Woman with an Iron

Anna Hulačová

Woman with an Iron, 2020

Part of a new group of sculptures produced in the context of the Next Shift exhibition (2020), Woman with an Iron, depicts an anonymous female figure, holding on to a domestic device. We are faced with the theme of everyday life, old as art itself. A theme characteristic for its universality, which can be found in the art of Antiquity as much as in the art of the 20th century inter-war period, socialist realism or contemporary art for that matter. The sculpture follows an automatized choreography, resembling themes of industrialization, factory labor, mechanical reproduction, and technological progress, motives, characteristic for inter-war figuration, and socialist sculpture produced in Czechoslovakia between the 1950’s and the 1980’s. Stripped of its identity through the absence of the face, a common feature in the artist’s work, the sculpture translates a heightened sense of robotic behavior, shaping one of its multiple identities. Identity is a crucial subject for Hulačová, namely in relation to her understanding of the contemporary man within the digital era, whose character remains ambiguous as re-shaped by the virtual reality distinctive for our present. In the shape of a pair of trousers, in this case, a symbol of masculinity, the shadow, supposedly cast by the figure, generates a feeling of confusion and ambiguity while creating a silent commentary on traditional role division within the family nucleus. Trapped in daily life automatization, the sculpture is absent of social relations and interpersonal interaction. The machine, in this case, an iron, becomes an extension of the body, rendering the role of the master and the servant ambiguous. Insinuating a sense of madness and delirium, emphasized by the absence of worked/ironed surface, the work questions our technology-driven present through the tropes of the domestic environment.

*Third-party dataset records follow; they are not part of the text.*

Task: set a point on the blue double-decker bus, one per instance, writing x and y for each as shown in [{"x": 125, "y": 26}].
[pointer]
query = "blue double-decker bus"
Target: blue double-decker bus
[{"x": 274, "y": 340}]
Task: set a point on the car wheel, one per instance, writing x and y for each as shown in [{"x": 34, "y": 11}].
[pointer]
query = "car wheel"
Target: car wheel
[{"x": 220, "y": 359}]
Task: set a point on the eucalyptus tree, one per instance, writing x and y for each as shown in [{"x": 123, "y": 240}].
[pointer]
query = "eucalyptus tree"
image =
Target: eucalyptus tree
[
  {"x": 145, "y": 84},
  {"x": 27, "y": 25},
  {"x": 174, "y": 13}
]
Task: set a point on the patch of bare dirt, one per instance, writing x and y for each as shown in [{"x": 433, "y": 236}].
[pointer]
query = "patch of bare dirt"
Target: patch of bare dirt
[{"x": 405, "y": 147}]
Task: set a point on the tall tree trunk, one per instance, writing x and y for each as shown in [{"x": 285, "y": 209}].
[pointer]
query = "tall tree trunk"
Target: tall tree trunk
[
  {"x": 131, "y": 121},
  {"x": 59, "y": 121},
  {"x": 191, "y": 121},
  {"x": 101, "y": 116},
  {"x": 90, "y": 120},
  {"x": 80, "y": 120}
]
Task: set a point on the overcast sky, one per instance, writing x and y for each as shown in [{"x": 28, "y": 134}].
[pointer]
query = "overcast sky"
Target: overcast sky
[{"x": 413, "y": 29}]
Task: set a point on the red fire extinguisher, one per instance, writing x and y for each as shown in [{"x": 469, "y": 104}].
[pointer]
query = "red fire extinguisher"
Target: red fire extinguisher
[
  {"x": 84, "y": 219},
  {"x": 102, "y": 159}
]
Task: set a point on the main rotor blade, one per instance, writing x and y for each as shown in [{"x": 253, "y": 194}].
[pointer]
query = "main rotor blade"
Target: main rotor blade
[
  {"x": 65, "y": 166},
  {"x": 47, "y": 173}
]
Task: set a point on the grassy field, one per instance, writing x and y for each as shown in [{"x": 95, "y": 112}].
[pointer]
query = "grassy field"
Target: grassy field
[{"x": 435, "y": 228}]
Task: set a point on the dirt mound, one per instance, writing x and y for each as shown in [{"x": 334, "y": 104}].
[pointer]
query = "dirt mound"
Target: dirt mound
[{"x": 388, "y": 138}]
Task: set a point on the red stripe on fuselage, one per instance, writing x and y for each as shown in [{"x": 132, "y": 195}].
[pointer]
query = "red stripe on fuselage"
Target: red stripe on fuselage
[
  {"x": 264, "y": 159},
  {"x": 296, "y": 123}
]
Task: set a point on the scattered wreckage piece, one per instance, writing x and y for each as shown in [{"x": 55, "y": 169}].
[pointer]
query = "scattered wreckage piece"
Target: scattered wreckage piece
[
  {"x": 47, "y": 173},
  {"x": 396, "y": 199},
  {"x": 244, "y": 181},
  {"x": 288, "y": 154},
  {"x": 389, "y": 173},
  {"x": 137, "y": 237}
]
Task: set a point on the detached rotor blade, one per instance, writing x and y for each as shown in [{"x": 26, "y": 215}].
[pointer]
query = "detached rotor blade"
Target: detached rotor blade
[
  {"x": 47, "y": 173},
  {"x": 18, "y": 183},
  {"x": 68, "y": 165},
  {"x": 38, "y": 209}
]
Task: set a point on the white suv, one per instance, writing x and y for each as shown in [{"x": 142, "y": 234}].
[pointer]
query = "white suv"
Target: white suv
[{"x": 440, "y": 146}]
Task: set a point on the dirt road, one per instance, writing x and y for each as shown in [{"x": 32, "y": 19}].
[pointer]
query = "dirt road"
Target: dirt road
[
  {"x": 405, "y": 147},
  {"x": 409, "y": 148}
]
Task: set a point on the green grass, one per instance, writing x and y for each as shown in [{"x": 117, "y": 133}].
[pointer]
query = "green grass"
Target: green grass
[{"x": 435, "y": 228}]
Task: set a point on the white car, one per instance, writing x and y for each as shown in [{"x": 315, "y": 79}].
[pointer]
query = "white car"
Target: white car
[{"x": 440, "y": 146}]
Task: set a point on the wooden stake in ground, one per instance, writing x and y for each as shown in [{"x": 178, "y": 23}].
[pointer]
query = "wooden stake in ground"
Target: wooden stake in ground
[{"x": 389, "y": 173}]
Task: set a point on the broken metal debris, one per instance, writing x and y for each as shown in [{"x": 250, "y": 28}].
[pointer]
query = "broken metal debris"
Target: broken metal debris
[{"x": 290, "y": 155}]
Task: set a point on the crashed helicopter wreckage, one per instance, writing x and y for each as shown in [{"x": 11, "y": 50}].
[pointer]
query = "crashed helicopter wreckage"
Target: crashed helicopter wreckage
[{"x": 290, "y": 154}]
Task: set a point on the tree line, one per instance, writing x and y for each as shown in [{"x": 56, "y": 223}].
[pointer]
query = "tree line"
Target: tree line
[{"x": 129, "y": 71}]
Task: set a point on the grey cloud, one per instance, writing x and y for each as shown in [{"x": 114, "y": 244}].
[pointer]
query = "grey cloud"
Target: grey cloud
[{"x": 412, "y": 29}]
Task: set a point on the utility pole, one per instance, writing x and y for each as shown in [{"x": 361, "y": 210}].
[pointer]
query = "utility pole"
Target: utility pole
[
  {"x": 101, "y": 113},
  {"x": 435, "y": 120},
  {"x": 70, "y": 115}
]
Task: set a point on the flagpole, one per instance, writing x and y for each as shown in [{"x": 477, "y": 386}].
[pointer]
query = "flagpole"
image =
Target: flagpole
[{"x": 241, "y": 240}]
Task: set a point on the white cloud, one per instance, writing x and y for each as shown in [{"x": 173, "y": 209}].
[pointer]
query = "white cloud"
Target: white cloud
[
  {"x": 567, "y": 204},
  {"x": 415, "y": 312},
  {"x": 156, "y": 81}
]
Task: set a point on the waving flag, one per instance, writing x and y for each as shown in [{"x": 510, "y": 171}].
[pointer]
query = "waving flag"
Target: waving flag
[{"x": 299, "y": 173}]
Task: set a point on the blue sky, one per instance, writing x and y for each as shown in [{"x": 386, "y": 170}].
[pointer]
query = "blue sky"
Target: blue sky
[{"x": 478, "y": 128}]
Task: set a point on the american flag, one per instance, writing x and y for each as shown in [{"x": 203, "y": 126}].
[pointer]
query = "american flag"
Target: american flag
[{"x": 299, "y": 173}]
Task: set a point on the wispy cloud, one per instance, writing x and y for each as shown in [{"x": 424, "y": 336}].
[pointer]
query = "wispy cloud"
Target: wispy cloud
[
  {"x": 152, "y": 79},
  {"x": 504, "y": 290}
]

Combining a wide range of techniques and materials, Hulačová furthers the exploration of her themes in the materiality of the work. By combining brutalist features such as concrete, a central material of the work with organic forms, Hulačová points to our time’s hybrid nature, where seemingly distant or even opposed forms merge and mutate into a new reality. The greyness of the material furthered by the greyness of Hulačová’s drawings heightens the apocalyptic nature of the work, initiating a play of the haptic, where the hard and the soft, the dry and the wet, the smooth and the rough, become a reminder that materiality, physical experience and encounter have yet not been rendered obsolete.

Anna Hulačová has exhibited her work at the Centre Pompidou, Paris; Fondation Louis Vuitton, Paris; Kunstvereniging Diepenheim, Netherlands; Baltic Triennial, Contemporary Art Centre in Vilnius; Prague City Gallery; Colloredo-Mansfeld Palace, Prague; Biennale Gherdeina, Ortisei, Italy; National Gallery, Trade Fair Palace, Prague; K11 MUSEA, Hong Kong; MO.CO. Montpellier Contemporaine, France; West Bohemian Gallery, Pilsen, Czechia; East Slovak Regional Gallery, Košice, Slovakia; CEAAC, Strasbourg, France, and Casino Luxembourg, Luxembourg, among others.